Its potential is already being tested in powerful ways, explains Mr Brough.
“During the 2025 hurricane season, an AI forecasting model developed by Google DeepMind outperformed long-established physics-based models and expert forecasters, delivering the most accurate predictions, most notably in connection with Hurricane Melissa.
“While AI will not replace expert judgement, it is expected to play an increasingly important role in improving predictability and preparedness. More accurate forecasting could help tourism operators respond faster, reduce disruption, limit insurance losses and, over time, support greater stability in insurance pricing and coverage.”
At the same time, the industry remains clear-eyed about AI’s role. It is viewed as an enabler, not a substitute, for the human touch that defines hospitality.
“The opportunity is not to automate the guest experience, but to use technology to strengthen decision-making, improve performance and free up investment for the service experiences that matter most, specifically memorable experiences delivered by human resources”, says Mr Brough.
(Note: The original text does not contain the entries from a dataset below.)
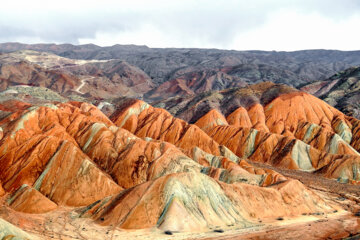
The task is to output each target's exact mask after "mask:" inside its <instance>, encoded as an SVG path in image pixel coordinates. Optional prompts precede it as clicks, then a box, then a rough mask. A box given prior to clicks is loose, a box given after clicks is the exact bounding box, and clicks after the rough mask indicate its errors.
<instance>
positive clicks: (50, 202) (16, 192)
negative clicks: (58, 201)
mask: <svg viewBox="0 0 360 240" xmlns="http://www.w3.org/2000/svg"><path fill="white" fill-rule="evenodd" d="M8 204H9V205H10V207H11V208H12V209H14V210H16V211H19V212H24V213H45V212H49V211H52V210H55V209H56V208H57V205H56V204H55V203H54V202H52V201H50V200H49V199H48V198H46V197H45V196H44V195H42V194H41V193H40V192H38V191H37V190H35V189H33V188H30V187H29V186H27V185H23V186H21V188H19V190H17V191H16V192H15V193H14V196H12V197H11V198H10V199H9V200H8Z"/></svg>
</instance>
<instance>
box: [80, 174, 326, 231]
mask: <svg viewBox="0 0 360 240" xmlns="http://www.w3.org/2000/svg"><path fill="white" fill-rule="evenodd" d="M295 205H296V207H294V206H295ZM331 210H332V208H331V207H330V206H328V205H327V204H326V203H325V202H323V201H322V200H321V199H320V198H319V197H318V196H316V195H314V194H313V193H312V192H310V191H308V190H306V189H305V188H304V187H303V185H302V184H301V183H299V182H298V181H293V180H291V181H286V182H284V183H281V184H278V185H274V186H273V187H270V188H259V187H257V186H252V185H248V184H243V183H237V184H226V183H222V182H219V181H216V180H213V179H212V178H210V177H208V176H206V175H204V174H201V173H175V174H170V175H167V176H163V177H161V178H158V179H156V180H154V181H150V182H147V183H144V184H142V185H138V186H137V187H135V188H132V189H129V190H128V191H124V192H121V193H120V194H118V195H116V196H113V197H111V198H106V199H104V200H102V201H99V202H97V203H95V204H93V205H91V206H89V207H88V208H87V209H86V210H85V212H84V214H85V215H88V216H89V215H90V216H92V217H93V218H94V219H96V220H97V222H98V223H100V224H104V225H113V226H117V227H121V228H125V229H137V228H144V227H145V228H148V227H153V226H156V227H159V228H160V229H163V230H169V231H172V232H173V231H175V232H176V231H194V230H199V229H201V230H207V229H209V228H210V229H215V228H219V227H221V228H224V227H225V228H227V227H229V226H236V227H241V228H244V227H251V226H255V225H256V223H254V222H255V221H256V220H257V219H258V218H276V217H279V216H290V215H300V214H302V213H309V212H313V211H320V212H329V211H331ZM144 212H147V215H146V216H145V217H144V215H143V213H144Z"/></svg>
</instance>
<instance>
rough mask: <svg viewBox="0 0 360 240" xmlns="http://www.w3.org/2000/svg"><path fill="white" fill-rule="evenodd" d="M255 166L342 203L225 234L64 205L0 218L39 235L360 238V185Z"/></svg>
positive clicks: (224, 232) (35, 233)
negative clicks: (81, 216)
mask: <svg viewBox="0 0 360 240" xmlns="http://www.w3.org/2000/svg"><path fill="white" fill-rule="evenodd" d="M253 164H254V165H256V166H258V167H262V168H271V169H273V170H276V171H278V172H280V173H281V174H283V175H285V176H287V177H289V178H294V179H298V180H300V181H301V182H302V183H304V184H305V185H306V186H308V187H309V188H311V189H312V190H313V191H315V192H316V193H317V194H319V195H320V196H321V197H323V198H324V199H325V200H326V201H328V203H330V204H332V205H337V206H340V207H338V208H337V209H339V210H338V211H337V212H334V213H332V214H325V215H320V214H317V213H314V214H312V215H305V216H301V217H297V218H284V219H259V220H258V226H255V227H251V228H245V229H236V227H235V228H234V227H232V228H231V227H230V228H229V229H223V232H222V231H220V232H192V233H172V235H167V234H165V233H164V232H163V231H161V230H159V229H156V228H153V229H141V230H132V231H131V230H130V231H129V230H119V229H115V228H114V227H112V226H100V225H98V224H96V223H94V221H93V220H91V219H89V218H79V212H80V209H79V208H77V209H73V208H64V207H63V208H60V209H58V210H57V211H53V212H50V213H46V214H24V213H18V212H16V211H13V210H12V209H10V208H8V207H5V206H3V207H1V208H0V217H1V218H3V219H5V220H7V221H9V222H11V223H12V224H14V225H15V226H17V227H19V228H21V229H23V230H25V231H26V232H28V233H31V234H33V235H34V236H38V237H39V239H64V240H65V239H114V240H115V239H125V238H126V239H144V240H146V239H149V240H150V239H178V240H180V239H202V240H210V239H214V240H215V239H344V238H349V239H359V235H358V234H359V233H360V217H358V216H355V215H356V213H358V212H359V211H360V204H359V203H360V199H359V186H353V185H349V184H340V183H337V182H336V181H334V180H330V179H326V178H323V177H321V176H317V175H314V174H310V173H306V172H300V171H293V170H285V169H279V168H274V167H271V166H268V165H265V164H259V163H253ZM341 208H343V209H345V210H346V211H344V210H342V209H341Z"/></svg>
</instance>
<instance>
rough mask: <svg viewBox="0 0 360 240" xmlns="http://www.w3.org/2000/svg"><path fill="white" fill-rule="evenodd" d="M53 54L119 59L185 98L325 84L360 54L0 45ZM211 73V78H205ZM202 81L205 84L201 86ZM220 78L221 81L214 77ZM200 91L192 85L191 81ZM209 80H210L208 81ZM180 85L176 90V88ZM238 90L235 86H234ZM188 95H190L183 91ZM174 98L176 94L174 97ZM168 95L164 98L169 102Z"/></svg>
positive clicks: (120, 47) (4, 43) (150, 96)
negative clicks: (180, 92) (180, 86)
mask: <svg viewBox="0 0 360 240" xmlns="http://www.w3.org/2000/svg"><path fill="white" fill-rule="evenodd" d="M26 49H27V50H35V51H46V52H52V53H55V54H57V55H59V56H63V57H66V58H72V59H87V60H89V59H100V60H105V59H120V60H124V61H126V62H128V63H129V64H131V65H133V66H136V67H139V68H140V69H141V70H143V71H144V72H145V73H146V74H147V75H148V76H149V77H150V78H151V80H152V82H153V84H154V85H155V86H156V87H159V89H156V90H154V92H151V94H148V95H147V97H149V98H159V97H158V94H155V95H152V93H158V92H159V91H160V92H161V91H169V92H170V93H171V92H172V91H173V90H172V89H169V87H168V86H164V85H163V84H164V83H165V82H168V81H172V82H173V83H174V84H175V85H182V86H181V89H182V90H181V92H182V91H183V89H185V91H187V92H188V93H191V92H195V93H199V91H200V90H199V89H203V90H219V89H223V88H227V87H231V86H243V83H248V84H249V83H250V84H253V83H257V82H262V81H272V82H275V83H284V84H287V85H290V86H293V87H297V86H300V85H305V84H307V83H312V82H314V81H318V80H324V79H326V78H328V77H330V76H332V75H333V74H335V73H336V72H338V71H342V70H345V69H346V68H349V67H351V66H357V65H360V51H336V50H304V51H296V52H275V51H272V52H266V51H233V50H218V49H176V48H164V49H159V48H148V47H146V46H136V45H114V46H111V47H99V46H96V45H93V44H87V45H78V46H75V45H71V44H61V45H56V44H34V45H27V44H20V43H3V44H0V52H13V51H18V50H26ZM209 73H211V74H209ZM204 76H205V78H206V81H203V80H204V79H203V78H204ZM218 76H220V78H219V77H218ZM193 78H195V80H196V81H198V80H201V81H202V82H203V83H202V84H201V86H199V85H198V84H197V85H193V84H192V82H193V81H194V79H193ZM208 79H210V80H208ZM179 81H180V82H181V84H179ZM239 84H240V85H239ZM188 89H189V91H188ZM173 94H174V95H176V94H177V91H175V92H173ZM169 95H171V94H167V96H169Z"/></svg>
Banks' and non-banks views on the impact of AI on the Caribbean tourism industry
The all-inclusive model continues to lead the market
This year saw record engagement from banks in transactions involving all-inclusive resorts, underlining just how central the model has become to Caribbean tourism development.
“The continued expansion of major brands into the space, through acquisition, conversion and new development, is reinforcing that momentum”, explains Mr Brough.
But there are caveats.
“Respondents raised valid concerns around saturation, classification and economic leakage. But the direction of travel is unmistakable: all-inclusives remain a major financing target in the region, and one that continues to evolve.”
Resilience remains the defining advantage
If there is one takeaway from this year’s survey, it is this: the Caribbean tourism industry is not losing momentum, it continues to adapt and evolve.
Financiers and investors are being more selective. They are pricing in geopolitical risk, inflation, operational friction and insurance constraints more carefully than before. But they are not stepping away.
The long-term case for Caribbean tourism remains powerful, underpinned by global demand, the region’s structural importance, and a sector that has repeatedly proven its resilience through crises. Post-Covid, holidays are increasingly viewed as non-negotiable rather than discretionary, as consumers prioritise experiences over material possessions.
That resilience is why this market continues to attract capital. And it is why cautious sentiment should not be mistaken for weak sentiment.